Jin Ming “Vincent” Cao, 36, is one of the 19 workers who sued the restaurant’s owners and operators. He was working as a waiter at Joy Luck Palace in June 2018 when the management abruptly stopped paying wages. He and his colleagues stayed on working for tips, but then, two months later, the restaurant closed down.
“We realized we weren’t going to get our wages so we decided to do something,” he said.
They filed a lawsuit and won a judgement of $943,000. Cao’s portion of that is $64,285 — which he has yet to receive. That’s because, according to Cao, the restaurant’s owners and operators had plenty of time to hide their assets as the lawsuit ground to a conclusion.
Thomas Power, the attorney for the stiffed workers, noted that the defendants did not show up for any of the litigation.
“It’s fair to suspect that they have taken some steps to move their assets,” he said.
For workers living in the Empire State, this kind of story is far too common.
According to a 2014 U.S. Department of Labor report, workers in New York are cheated out of anywhere between $500 million and $1 billion in wages a year.
Another study — conducted by the National Center for Law and Economic Justice in 2015 — found that even when workers prevail in wage theft cases, more than $126 million due to them in New York State has not been paid out.
The study found there was $25 million in unpaid cash stemming from civil lawsuits throughout the state and $101 million in outstanding debt that the state Labor Department determined employers owed their workers, but that it was unable to collect.

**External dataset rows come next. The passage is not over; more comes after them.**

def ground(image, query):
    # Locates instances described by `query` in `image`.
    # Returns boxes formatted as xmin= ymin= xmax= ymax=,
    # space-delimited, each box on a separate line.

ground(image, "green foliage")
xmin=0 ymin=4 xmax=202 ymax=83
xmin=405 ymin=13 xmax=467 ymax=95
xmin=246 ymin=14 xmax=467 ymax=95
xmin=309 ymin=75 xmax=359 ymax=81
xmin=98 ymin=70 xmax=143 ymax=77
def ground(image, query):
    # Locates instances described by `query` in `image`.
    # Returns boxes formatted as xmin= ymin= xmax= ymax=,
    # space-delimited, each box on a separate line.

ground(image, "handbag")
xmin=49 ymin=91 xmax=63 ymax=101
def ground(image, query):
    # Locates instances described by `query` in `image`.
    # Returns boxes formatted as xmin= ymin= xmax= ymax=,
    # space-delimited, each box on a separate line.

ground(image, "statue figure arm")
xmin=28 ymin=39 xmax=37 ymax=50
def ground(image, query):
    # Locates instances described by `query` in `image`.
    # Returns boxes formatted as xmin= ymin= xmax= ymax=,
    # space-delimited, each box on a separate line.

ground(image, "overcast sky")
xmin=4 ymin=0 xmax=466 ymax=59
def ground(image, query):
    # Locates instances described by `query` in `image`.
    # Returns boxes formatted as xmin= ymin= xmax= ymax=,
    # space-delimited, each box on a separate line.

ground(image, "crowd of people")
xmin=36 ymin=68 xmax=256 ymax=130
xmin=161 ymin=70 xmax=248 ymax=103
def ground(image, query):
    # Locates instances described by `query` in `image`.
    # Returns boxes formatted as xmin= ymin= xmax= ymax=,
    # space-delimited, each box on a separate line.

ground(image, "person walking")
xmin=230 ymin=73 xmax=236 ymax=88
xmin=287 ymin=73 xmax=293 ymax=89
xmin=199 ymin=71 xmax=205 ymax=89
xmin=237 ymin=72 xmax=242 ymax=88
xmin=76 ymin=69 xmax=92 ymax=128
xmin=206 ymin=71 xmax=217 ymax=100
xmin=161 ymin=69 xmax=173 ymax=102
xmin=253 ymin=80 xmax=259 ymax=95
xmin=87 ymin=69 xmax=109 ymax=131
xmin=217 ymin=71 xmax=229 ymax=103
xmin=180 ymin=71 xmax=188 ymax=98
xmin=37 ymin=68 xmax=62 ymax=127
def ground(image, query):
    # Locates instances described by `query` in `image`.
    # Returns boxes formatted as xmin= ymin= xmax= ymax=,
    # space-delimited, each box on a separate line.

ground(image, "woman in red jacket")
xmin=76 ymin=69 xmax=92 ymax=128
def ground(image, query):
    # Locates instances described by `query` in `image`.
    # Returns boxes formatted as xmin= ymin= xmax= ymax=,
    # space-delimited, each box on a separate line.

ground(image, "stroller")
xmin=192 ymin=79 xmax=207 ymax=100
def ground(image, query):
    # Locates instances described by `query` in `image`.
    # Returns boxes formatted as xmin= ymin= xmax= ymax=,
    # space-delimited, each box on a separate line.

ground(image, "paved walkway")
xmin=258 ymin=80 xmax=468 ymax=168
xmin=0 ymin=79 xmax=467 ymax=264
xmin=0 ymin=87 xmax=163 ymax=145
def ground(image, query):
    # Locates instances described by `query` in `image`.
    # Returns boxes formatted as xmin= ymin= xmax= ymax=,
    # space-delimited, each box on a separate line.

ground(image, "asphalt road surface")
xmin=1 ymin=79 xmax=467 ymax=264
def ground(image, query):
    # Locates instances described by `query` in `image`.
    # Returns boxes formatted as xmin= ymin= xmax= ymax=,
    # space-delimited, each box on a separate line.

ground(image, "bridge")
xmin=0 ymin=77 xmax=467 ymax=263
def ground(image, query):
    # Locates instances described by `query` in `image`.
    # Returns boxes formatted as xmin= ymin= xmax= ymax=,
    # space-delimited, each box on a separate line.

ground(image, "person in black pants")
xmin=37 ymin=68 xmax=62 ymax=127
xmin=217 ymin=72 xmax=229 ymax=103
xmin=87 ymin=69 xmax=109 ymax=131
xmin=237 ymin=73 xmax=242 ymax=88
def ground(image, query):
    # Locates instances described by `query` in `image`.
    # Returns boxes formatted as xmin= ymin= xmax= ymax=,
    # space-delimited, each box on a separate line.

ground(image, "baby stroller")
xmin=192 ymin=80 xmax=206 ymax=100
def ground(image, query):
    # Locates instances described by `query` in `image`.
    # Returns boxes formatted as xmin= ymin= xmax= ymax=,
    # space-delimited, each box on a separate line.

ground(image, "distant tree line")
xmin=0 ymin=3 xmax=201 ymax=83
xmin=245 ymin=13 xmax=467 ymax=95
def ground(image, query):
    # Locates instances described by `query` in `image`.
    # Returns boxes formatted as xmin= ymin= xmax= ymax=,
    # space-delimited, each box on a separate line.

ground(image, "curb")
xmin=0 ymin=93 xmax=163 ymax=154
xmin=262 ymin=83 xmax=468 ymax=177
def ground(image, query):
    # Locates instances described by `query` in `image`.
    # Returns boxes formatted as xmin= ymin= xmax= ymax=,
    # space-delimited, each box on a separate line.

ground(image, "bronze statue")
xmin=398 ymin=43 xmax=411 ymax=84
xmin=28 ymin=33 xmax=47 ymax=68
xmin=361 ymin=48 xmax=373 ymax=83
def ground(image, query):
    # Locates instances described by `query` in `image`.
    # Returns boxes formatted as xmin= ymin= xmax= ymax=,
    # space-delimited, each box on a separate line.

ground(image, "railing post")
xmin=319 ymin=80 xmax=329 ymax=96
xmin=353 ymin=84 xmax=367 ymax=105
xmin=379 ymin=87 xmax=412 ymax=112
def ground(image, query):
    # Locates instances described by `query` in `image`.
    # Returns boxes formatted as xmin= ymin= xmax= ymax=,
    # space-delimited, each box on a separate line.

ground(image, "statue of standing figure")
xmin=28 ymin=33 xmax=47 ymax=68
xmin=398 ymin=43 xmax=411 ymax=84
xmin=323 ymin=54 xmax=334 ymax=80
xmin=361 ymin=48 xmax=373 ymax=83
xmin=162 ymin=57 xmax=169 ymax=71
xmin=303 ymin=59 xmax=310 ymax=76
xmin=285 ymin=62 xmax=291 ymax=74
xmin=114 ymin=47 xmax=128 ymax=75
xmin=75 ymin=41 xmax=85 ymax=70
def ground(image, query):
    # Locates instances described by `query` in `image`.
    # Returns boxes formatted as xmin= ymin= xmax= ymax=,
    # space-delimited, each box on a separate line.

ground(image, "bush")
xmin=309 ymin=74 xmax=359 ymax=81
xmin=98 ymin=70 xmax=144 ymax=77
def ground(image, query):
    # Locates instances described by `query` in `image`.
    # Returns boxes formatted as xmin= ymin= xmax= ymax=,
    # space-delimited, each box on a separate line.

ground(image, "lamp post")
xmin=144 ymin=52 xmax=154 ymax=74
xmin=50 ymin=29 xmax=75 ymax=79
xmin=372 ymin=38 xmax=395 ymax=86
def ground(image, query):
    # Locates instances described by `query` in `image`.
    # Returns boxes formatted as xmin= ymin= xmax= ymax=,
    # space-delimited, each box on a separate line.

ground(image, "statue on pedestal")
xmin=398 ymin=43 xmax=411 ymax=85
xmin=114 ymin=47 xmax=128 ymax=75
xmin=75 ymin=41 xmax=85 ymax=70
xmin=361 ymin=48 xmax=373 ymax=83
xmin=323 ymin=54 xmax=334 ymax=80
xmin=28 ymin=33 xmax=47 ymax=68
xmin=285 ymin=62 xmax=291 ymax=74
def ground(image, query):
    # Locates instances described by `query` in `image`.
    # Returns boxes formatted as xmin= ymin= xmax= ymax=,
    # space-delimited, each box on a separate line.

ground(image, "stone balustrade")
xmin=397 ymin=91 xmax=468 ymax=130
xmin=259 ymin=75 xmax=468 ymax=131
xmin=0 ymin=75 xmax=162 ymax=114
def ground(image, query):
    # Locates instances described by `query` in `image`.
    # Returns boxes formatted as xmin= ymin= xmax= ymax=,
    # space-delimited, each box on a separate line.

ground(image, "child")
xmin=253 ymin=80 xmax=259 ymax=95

In 2019 alone, people filed about 5,800 lawsuits in New York federal courts involving the Fair Labor Standards Act, which covers minimum and overtime wage claims, as well as workplace retaliation.
But even when workers win those cases, they often have to struggle to track down the money they’re owed from companies, which in many cases shut down in order to hide assets.
“There are employers who employ wage theft to set up a competitive advantage,” said Richard Blum, an attorney with the Legal Aid Society. “Hiding it comes in the form of shifting assets.”
To remedy that, advocates like Blum and Sarah Ahn, director of the Flushing Workers Center, are pushing for the enactment of the SWEAT Act, which would give workers an alternative to filing lawsuits.
“It would give workers the ability to walk into their county clerk’s office and apply a lien,” Ahn said.